What about identity in a virtual environment? Your mind in a fantasy world might retain some memories of your physical life, but your body (including gender) could be completely different. In other words, your embodied experience in a virtual world could be nothing like the embodied experience of your physical self, and surely embodiment has some important role to play in personal identity?
What about having multiple selves uploaded to multiple locations? One self could be uploaded to a biological body that’s having dinner with your spouse while another self is journeying through a virtual Narnia, and yet another self is relaxing on a virtual beach on another planet. Does continuity of personal identity mean anything at all once this becomes technologically feasible?

What these examples bring home is that personal identity is problematic no matter how you look at it.
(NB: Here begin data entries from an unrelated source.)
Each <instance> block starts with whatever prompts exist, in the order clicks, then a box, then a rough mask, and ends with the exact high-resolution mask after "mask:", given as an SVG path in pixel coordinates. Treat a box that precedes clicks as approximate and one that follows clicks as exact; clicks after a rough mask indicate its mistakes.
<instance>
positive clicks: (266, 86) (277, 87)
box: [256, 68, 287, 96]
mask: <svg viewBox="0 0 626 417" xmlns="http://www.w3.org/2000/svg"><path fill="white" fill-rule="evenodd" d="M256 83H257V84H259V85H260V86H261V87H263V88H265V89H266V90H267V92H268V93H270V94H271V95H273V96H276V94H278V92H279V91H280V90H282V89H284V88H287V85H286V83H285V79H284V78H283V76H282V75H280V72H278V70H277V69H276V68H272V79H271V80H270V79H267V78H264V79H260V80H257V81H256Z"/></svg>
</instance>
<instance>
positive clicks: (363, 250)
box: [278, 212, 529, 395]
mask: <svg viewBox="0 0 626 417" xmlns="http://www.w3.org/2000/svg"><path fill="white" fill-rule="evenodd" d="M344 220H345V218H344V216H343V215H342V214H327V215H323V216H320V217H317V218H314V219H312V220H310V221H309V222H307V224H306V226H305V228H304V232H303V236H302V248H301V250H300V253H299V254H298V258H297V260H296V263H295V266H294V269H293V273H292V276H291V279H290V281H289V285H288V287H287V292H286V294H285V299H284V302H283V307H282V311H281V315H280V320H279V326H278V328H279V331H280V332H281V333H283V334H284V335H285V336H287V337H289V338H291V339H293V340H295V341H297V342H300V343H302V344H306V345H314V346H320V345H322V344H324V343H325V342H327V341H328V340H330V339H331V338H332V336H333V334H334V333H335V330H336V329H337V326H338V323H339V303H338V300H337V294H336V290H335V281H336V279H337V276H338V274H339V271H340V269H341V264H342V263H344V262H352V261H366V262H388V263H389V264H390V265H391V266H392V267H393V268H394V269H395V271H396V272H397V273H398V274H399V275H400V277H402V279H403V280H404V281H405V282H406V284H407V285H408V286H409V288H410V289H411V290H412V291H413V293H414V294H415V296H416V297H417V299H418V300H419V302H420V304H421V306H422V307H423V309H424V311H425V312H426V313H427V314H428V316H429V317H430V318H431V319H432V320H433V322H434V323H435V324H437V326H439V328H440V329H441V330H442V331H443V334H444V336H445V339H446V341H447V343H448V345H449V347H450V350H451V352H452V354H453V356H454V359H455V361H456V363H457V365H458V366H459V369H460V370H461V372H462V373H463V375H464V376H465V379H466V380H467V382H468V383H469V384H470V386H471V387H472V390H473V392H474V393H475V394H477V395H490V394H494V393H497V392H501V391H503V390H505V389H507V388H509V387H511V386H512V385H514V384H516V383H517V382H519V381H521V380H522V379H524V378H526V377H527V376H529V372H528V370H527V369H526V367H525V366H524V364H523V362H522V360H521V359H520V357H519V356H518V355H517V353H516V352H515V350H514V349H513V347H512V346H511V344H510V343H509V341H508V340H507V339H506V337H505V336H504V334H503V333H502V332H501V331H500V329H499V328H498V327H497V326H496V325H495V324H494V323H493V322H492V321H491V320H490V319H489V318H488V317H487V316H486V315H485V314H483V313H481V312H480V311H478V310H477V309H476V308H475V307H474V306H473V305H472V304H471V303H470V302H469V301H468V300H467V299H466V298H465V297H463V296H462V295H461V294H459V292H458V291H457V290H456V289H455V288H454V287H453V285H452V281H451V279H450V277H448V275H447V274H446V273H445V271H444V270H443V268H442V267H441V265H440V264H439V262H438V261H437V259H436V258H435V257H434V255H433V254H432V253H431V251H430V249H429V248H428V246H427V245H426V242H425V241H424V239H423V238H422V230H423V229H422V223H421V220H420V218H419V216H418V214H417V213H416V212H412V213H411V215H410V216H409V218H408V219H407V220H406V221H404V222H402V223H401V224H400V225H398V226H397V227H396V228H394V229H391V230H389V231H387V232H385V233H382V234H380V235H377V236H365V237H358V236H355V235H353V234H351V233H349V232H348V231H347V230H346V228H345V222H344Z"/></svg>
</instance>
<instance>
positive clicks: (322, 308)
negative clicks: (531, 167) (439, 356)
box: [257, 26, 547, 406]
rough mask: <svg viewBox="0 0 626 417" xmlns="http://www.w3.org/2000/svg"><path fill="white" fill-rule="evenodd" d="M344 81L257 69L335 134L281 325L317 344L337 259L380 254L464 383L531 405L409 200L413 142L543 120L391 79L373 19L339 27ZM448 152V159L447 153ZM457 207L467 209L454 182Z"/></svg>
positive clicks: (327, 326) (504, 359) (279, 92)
So instead of trying to find a theory of personal identity that is immune to all these criticisms, we should maybe abandon the notion that there is such a thing as a permanent self at all. The thoughts, emotions, and beliefs that you think of as constituting the self are of course real – at least they’re as real as anything psychological can be real. But, as the Buddha insisted, the “self” that these component parts comprise is not itself real.
That’s more or less the conclusion that Derek Parfit comes to when contemplating the problem of personal identity. But psychological continuity still matters to Parfit, despite his belief that it has nothing to do with personal identity. He insists that if we had to choose between being destroyed by a teletransporter in one place and being reconstructed elsewhere, with all the same memories, psychological traits, and dispositions as before, or not being destroyed at all but having our psychological continuity erased, we’d prefer the former. Psychological continuity matters to us regardless of our beliefs about personal identity.
I agree with Parfit. And if mind uploading becomes technologically feasible in my lifetime, then perhaps it’s good that I’ve begun to think about this. One day it might be possible to live in a virtual environment or upload my mind to an engineered body long after my original biological body has stopped working. I, at least, would like to preserve my psychological continuity even though there is no “self” to be preserved.
And if the futurists are right, then the time when I’ll be able to make that choice might be only a few decades away.